I divari territoriali e demografici
L’indagine mette in luce ampie disuguaglianze interne. C’è un divario territoriale: il Nord e il Centro Italia raggiungono livelli vicini alla media OCSE, mentre il Mezzogiorno resta significativamente indietro, anche rispetto alla media italiana.
Si registra anche un’evidente disuguaglianza generazionale: i giovani tra 16 e 24 anni ottengono i punteggi migliori, ma le competenze iniziano a declinare già dopo i 24 anni, complici le scarse opportunità di formazione continua. Gli adulti tra i 55 e i 65 anni mostrano i risultati peggiori.
Ci sono anche differenze di genere: nelle competenze numeriche, le donne restano indietro rispetto agli uomini, evidenziando un problema persistente di equità.
Il confronto con gli altri Paesi
L’Italia si colloca al di sotto della media OCSE, superata da Paesi come Spagna, Francia, Germania e Stati Uniti. Il dato più critico riguarda il problem solving, in cui quasi la metà degli italiani risulta insufficiente, posizionandosi persino dietro al Portogallo.
Il valore dei titoli di studio italiani appare ridimensionato rispetto agli standard internazionali. Un laureato italiano supera un diplomato di soli 19 punti in literacy, contro i 33 punti della media OCSE.
L’unica nota positiva
Gli immigrati di seconda generazione e i nuovi cittadini italiani mostrano competenze in linea con quelle degli italiani nativi, suggerendo un potenziale miglioramento nel tempo attraverso l’inclusione e l’integrazione.

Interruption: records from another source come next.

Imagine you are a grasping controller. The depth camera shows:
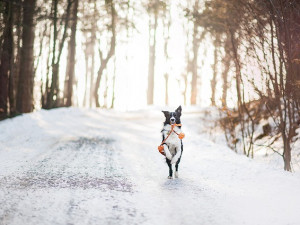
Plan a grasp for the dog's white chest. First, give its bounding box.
[163,125,181,156]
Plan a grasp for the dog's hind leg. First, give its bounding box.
[175,157,181,178]
[166,159,173,179]
[164,144,172,160]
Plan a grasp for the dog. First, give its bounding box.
[161,106,183,179]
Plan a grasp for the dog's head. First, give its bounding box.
[162,106,182,125]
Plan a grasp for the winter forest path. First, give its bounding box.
[0,108,300,225]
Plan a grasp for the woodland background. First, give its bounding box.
[0,0,300,171]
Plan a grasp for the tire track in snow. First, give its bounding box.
[0,137,145,224]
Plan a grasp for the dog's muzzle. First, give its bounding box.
[170,117,176,124]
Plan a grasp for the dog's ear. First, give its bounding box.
[162,111,169,118]
[175,105,182,115]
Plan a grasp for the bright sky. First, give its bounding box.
[36,0,236,111]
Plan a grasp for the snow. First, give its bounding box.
[0,108,300,225]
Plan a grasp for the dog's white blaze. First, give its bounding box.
[163,124,181,164]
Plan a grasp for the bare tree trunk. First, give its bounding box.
[17,0,36,113]
[210,34,219,106]
[46,0,73,109]
[191,0,199,105]
[147,6,158,105]
[0,2,13,120]
[110,56,117,109]
[222,38,231,108]
[65,0,78,106]
[94,0,116,107]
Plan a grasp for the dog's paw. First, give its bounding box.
[166,152,172,160]
[175,171,178,178]
[171,156,178,164]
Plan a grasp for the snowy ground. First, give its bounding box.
[0,108,300,225]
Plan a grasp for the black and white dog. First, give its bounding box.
[161,106,183,179]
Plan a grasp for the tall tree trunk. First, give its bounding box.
[191,0,199,105]
[17,0,36,113]
[222,37,231,108]
[65,0,78,106]
[147,6,158,105]
[110,56,117,109]
[210,34,219,106]
[94,0,116,107]
[0,2,13,120]
[46,0,73,109]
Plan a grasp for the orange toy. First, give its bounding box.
[157,124,185,155]
[158,145,165,155]
[178,133,185,139]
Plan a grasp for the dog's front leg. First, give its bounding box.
[164,144,172,160]
[171,146,181,164]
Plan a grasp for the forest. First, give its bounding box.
[0,0,300,225]
[0,0,300,171]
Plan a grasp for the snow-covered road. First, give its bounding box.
[0,108,300,225]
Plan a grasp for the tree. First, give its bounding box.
[94,0,116,107]
[0,2,13,120]
[17,0,36,113]
[64,0,78,106]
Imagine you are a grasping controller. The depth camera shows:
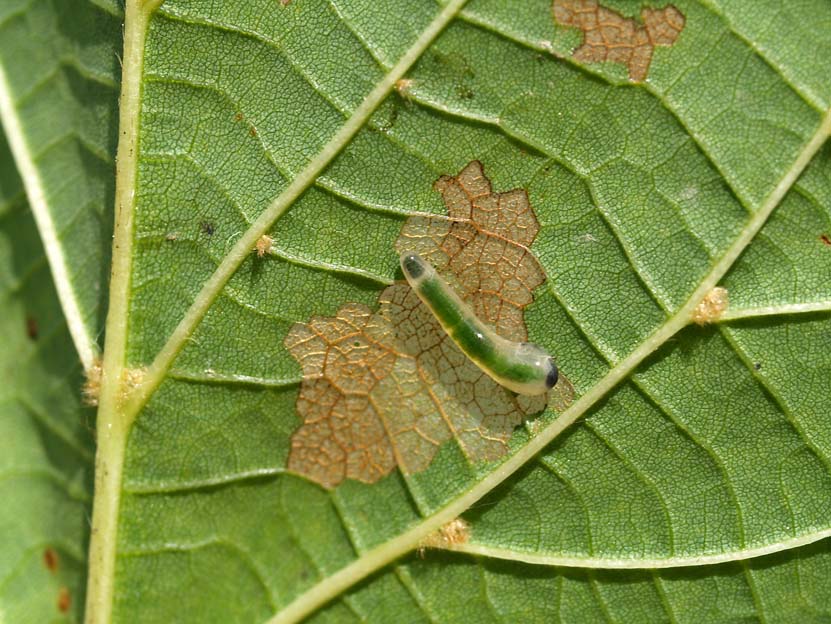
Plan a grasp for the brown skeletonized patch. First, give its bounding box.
[284,161,573,488]
[692,286,730,325]
[419,518,470,550]
[552,0,686,82]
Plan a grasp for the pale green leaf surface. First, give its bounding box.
[0,0,831,622]
[0,0,122,367]
[0,134,94,622]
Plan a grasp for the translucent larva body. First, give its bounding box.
[401,252,558,396]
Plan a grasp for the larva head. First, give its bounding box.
[508,342,559,396]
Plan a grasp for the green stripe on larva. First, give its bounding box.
[401,252,558,395]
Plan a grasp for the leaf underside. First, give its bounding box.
[0,0,831,622]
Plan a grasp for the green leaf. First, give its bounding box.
[0,129,94,622]
[0,0,121,369]
[0,0,831,622]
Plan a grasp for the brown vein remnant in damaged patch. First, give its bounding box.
[285,161,567,488]
[553,0,685,82]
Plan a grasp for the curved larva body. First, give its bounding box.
[401,252,558,396]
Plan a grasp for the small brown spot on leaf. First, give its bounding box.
[58,587,72,613]
[43,548,58,573]
[285,161,570,488]
[254,234,274,258]
[553,0,685,82]
[26,316,38,340]
[692,286,729,325]
[419,518,470,549]
[81,359,101,406]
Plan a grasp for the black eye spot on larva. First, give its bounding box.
[545,358,560,389]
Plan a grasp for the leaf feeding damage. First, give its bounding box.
[285,161,572,488]
[552,0,686,82]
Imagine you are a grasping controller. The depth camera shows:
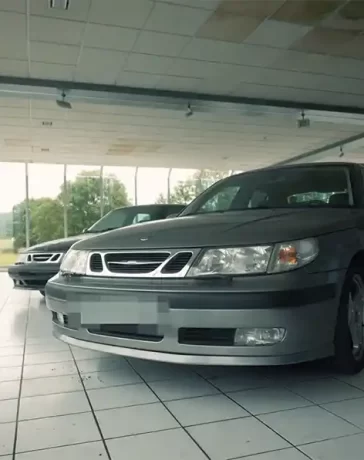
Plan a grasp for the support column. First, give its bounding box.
[134,166,139,206]
[100,166,105,217]
[25,163,30,248]
[62,165,68,238]
[167,168,173,203]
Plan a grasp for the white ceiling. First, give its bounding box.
[0,0,364,169]
[0,97,364,170]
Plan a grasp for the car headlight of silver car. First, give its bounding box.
[60,249,89,275]
[187,238,318,277]
[15,252,28,264]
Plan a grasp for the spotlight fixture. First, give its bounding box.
[297,110,310,128]
[56,91,72,109]
[186,104,193,118]
[49,0,70,10]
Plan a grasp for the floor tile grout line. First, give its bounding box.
[69,347,112,460]
[125,358,211,460]
[12,294,31,460]
[226,447,304,460]
[195,374,312,460]
[11,439,106,460]
[332,377,364,397]
[317,400,364,433]
[295,432,364,455]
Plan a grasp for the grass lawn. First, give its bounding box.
[0,252,18,267]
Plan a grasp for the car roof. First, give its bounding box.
[111,203,187,211]
[229,161,364,177]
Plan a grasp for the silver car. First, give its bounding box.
[46,163,364,373]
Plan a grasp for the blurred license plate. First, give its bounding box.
[81,296,158,324]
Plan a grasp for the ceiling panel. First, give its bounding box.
[30,16,85,45]
[0,59,29,77]
[0,93,364,169]
[83,23,138,51]
[88,0,154,29]
[133,31,190,57]
[0,0,364,169]
[75,48,127,85]
[30,0,91,21]
[0,0,364,111]
[142,0,211,36]
[30,41,80,65]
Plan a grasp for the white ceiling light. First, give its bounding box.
[56,91,72,109]
[49,0,70,10]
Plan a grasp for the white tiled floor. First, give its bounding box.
[0,273,364,460]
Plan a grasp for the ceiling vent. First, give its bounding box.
[49,0,70,10]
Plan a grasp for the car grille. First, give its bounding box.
[87,250,198,277]
[105,252,170,274]
[27,252,62,263]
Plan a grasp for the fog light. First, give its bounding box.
[57,313,64,326]
[234,327,286,347]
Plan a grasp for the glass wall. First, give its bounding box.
[0,163,229,266]
[0,163,26,266]
[28,164,65,246]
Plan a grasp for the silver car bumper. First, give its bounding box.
[46,271,344,366]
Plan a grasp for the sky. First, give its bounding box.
[0,162,194,212]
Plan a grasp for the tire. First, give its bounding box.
[334,267,364,374]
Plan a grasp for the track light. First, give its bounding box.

L’analfabetismo funzionale in Italia rimane quindi a livelli molto alti. Stando alle indicazioni che scaturiscono dal rapporto OCSE-Piaac, il nostro Paese dovrebbe investire nella formazione continua, colmare i divari territoriali e promuovere politiche per l’istruzione di qualità. Senza un’azione mirata, il rischio di aggravare ulteriormente il divario con gli altri Paesi, con conseguenze dirette sulla competitività economica e sulla coesione sociale del Paese, rimane molto alto.